If we had the misfortunes and made the mistakes we have made with our company in any other country, we would be in real trouble. The comfort of always knowing you have a roof over your head and you could survive, if necessary, on next to nothing, allows sleep, even when you are looking down the back of the sofa for the last satang.
And another big plus; owning your company and being an engineer to boot, elicits real respect from people here. After years of 'oh, can you fix my toaster' or 'why don't get you get a proper job such as a lawyer' for all my working life in the UK, here I get a little respect. And I don't care how that sounds, it matters to me and I appreciate it.
We have had to manage our time here. We rearranged my work schedule to free up more 'me' time, more time to actually enjoy what this country has to offer. I found time to write two books, which I am really chuffed about. More books will follow. I take time out to learn Thai which I am starting to really enjoy. I find time to slowly redecorate the house or spend time in the garden or just sit on our balcony and enjoy the warm weather with a nice cold beer. We have shed some of the bureaucracy of running a company here which has helped a lot. I still have to do a visa run every 90 days (my choice as opposed to getting an extension here): my last visa run was a nice holiday in Taiwan. A chore has been turned into a plus. Yes permanent residency would be nice - that word permanent matters - but I don't fret over it any more.
Ploy has got herself a business that is starting to do quite nicely. It does mean we don't see much of each other at the moment, but that will change. But the independent income is nice and I am sure Ploy enjoys it. I am born to be a house husband, thanks to my mother and my father's long absences, and Ploy - well let's just say it works better this way. If only we could find someone to do the ironing for us.

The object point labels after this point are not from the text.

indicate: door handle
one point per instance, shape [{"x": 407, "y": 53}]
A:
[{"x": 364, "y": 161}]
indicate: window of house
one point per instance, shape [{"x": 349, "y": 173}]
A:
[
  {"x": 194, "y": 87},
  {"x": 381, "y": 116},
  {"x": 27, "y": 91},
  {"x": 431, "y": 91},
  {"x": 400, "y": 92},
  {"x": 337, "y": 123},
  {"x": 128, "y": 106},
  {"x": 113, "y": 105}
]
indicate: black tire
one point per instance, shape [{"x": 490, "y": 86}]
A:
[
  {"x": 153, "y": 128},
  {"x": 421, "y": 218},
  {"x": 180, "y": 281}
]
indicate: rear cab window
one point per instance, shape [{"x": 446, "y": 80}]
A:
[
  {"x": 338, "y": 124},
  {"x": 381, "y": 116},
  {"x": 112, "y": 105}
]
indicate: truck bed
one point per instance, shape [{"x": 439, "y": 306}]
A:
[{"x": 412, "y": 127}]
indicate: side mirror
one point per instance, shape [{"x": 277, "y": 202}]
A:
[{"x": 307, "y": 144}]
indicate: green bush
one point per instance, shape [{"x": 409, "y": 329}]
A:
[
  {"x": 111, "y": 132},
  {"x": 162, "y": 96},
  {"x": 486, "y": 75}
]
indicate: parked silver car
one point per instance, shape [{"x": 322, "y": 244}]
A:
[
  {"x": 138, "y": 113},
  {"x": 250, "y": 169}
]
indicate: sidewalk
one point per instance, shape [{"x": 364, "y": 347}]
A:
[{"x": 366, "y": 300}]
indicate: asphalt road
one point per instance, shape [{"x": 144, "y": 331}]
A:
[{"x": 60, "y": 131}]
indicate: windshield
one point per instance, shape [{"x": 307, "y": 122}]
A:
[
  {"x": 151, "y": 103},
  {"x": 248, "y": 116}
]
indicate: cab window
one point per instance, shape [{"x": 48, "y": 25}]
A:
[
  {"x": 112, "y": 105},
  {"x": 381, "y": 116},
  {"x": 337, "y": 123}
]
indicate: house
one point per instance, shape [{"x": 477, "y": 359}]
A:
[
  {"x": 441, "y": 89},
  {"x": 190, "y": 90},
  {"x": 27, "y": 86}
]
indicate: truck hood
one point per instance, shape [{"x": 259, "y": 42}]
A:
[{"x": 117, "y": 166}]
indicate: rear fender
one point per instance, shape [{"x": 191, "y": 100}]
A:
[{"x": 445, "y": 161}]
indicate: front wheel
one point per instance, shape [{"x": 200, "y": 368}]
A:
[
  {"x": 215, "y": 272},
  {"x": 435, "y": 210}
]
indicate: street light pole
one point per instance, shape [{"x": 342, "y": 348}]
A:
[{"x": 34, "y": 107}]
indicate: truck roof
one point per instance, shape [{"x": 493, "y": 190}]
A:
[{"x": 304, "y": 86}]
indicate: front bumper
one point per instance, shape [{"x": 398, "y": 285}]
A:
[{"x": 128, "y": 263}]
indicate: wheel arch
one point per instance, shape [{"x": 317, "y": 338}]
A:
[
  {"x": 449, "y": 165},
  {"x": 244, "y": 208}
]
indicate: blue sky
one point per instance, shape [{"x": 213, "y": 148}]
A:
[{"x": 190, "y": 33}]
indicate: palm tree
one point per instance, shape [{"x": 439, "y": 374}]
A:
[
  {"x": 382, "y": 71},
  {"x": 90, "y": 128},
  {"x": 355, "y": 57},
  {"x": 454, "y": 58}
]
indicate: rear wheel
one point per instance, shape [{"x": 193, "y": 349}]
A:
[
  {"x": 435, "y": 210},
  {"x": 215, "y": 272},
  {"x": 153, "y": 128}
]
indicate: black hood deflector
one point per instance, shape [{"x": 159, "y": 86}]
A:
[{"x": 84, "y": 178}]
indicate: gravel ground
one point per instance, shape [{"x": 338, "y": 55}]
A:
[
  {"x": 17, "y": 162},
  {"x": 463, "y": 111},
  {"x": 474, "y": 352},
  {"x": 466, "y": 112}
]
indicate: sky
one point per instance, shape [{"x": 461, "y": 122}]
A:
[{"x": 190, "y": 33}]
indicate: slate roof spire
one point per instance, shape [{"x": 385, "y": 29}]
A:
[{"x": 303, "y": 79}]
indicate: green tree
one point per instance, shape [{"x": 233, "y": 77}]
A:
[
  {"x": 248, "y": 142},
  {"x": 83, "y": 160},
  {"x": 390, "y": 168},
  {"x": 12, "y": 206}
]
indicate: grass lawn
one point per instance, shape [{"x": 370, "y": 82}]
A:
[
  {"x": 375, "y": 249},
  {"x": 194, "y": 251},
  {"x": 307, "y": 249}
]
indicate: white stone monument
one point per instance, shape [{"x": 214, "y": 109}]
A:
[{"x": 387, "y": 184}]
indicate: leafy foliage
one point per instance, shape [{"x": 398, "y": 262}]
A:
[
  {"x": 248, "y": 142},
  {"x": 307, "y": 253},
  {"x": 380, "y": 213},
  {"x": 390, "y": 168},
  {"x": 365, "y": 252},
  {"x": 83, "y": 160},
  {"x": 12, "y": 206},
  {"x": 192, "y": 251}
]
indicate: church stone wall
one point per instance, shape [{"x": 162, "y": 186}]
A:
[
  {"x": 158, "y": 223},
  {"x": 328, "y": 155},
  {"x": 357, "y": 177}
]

Of course there are some frustrations, but I can honestly say that none of them directly affect me and I long ago gave up wanting to change the world. The extent of my altruism is to help some soi dogs. We do have a military dictatorship but aside from when they first took over and the imprisonment of some friends (some of whom we have never seen again) and the fact the 'government' have barely a firing neuron between them, well they have that in common with almost every other government in the world. At least we don't have any pretence of having a democracy so it avoids any frustrations about believing you can change anything. As a foreigner I am excluded from the delights of choosing which imbecile should rule me and I add that to the plusses of living here.
Litter, Thai drivers, cost of wine and the stupid licensing laws, Thai TV, noise, inconsiderate neighbours, erratic weather (e.g. the current drought), no culture to speak of... but just a couple of years ago the list would have been longer, such erratic electricity/water/Internet.
A lot of the remaining issues - I won't call them frustrations - have become less irritating as I have started to get a little more insight into their motivation. Learning the language certainly helps, and also talking to my language teacher, and then with Ploy, is giving me an understanding as to why some of things that could irritate me so, are done at all. I would willingly live on an island a thousand miles from another human. Unfortunately I can't do that so I have to interact with people occasionally, although I avoid it as much as possible. Thailand, to state the obvious, could not be more different from my country of upbringing. It has taken six years of living here for me to start to understand the people. I may not agree with all they do but when it doesn't seem as though they do it just to wind me up, it makes a little bit of sense of what can seem like chaos, and chaos deliberately designed to wind up the Westerner. But it isn't, it just another way of doing things - a crazy way sometimes - but nonetheless not deliberately antagonistic.
Once I began to understand that, and without the constant drip, drip moaning of other expats in my ear due to my self-imposed isolation; yes - I am happy here. Certainly much happier than I would be in Singapore, or Canada, or the US or the UK. Until I get that island anyway.